10 principles that 3 regulators deem essential for healthcare AI development – AI in Healthcare

1. Multidisciplinary expertise is leveraged throughout the total product life cycle. In-depth understanding of a model’s intended integration into clinical workflow, and the desired benefits and associated patient risks, can help ensure that machine learning-enabled medical devices are safe and effective and address clinically meaningful needs over the life cycle of the device.

2. Good software engineering and security practices are implemented. These practices include methodical risk management and design process that can appropriately capture and communicate design, implementation and risk management decisions and rationale as well as ensure data authenticity and integrity.

3. Clinical study participants and datasets are representative of the intended patient population. Data collection protocols should ensure that the relevant characteristics of the intended patient population … and measurement inputs are sufficiently represented in a sample of adequate size in the clinical study and training and test datasets so that results can be reasonably generalized to the population of interest.

4. Training datasets are independent of test sets. All potential sources of dependence, including patient, data acquisition and site factors are considered and addressed to assure independence.

5. Selected reference datasets are based upon best available methods. If available, accepted reference datasets in model development and testing that promote and demonstrate model robustness and generalizability across the intended patient population are used.

6. Model design is tailored to the available data and reflects the intended use of the device. Considerations include the impact of both global and local performance and uncertainty/variability in the device inputs, outputs, intended patient populations and clinical use conditions.

7. Focus is placed on the performance of the human-AI team. Where the model has a “human in the loop,” human factors considerations and the human interpretability of the model outputs are addressed with emphasis on the performance of the Human-AI team, rather than just the performance of the model in isolation.

8. Testing demonstrates device performance during clinically relevant conditions. Considerations include the intended patient population, important subgroups, clinical environment and use by the Human-AI team, measurement inputs and potential confounding factors.

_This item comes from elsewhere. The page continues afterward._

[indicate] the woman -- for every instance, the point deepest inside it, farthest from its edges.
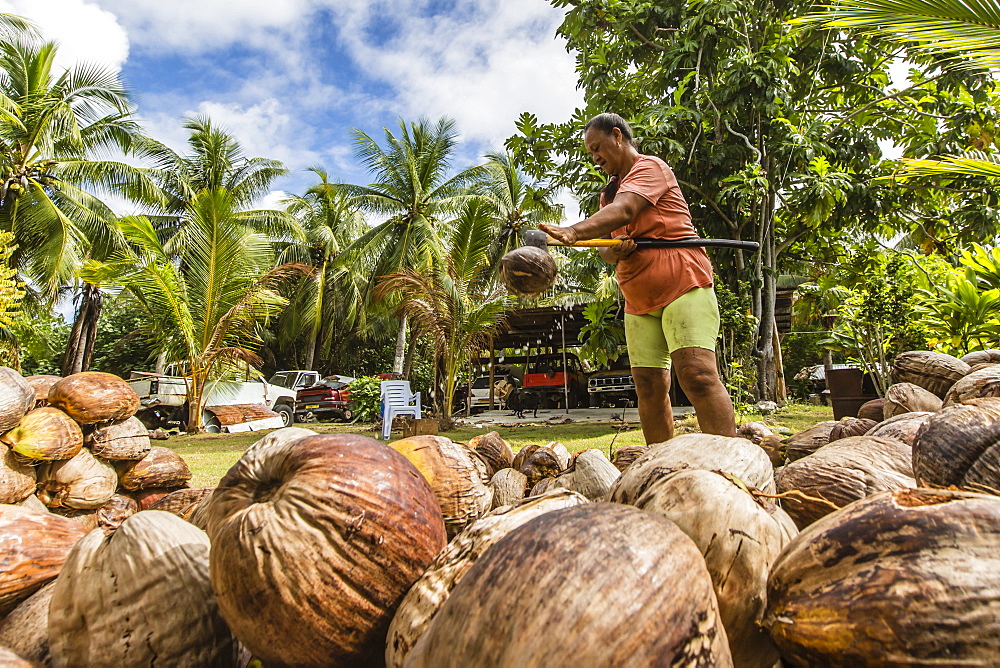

9. Users are provided clear, essential information. Users are also made aware of device modifications and updates from real-world performance monitoring, the basis for decision-making when available, and a means to communicate product concerns to the developer.

10. Deployed models are monitored for performance and retraining risks are managed. [W]hen models are periodically or continually trained after deployment, there are appropriate controls in place to manage risks of overfitting, unintended bias, or degradation of the model … that may impact the safety and performance of the model as it is used by the Human-AI team.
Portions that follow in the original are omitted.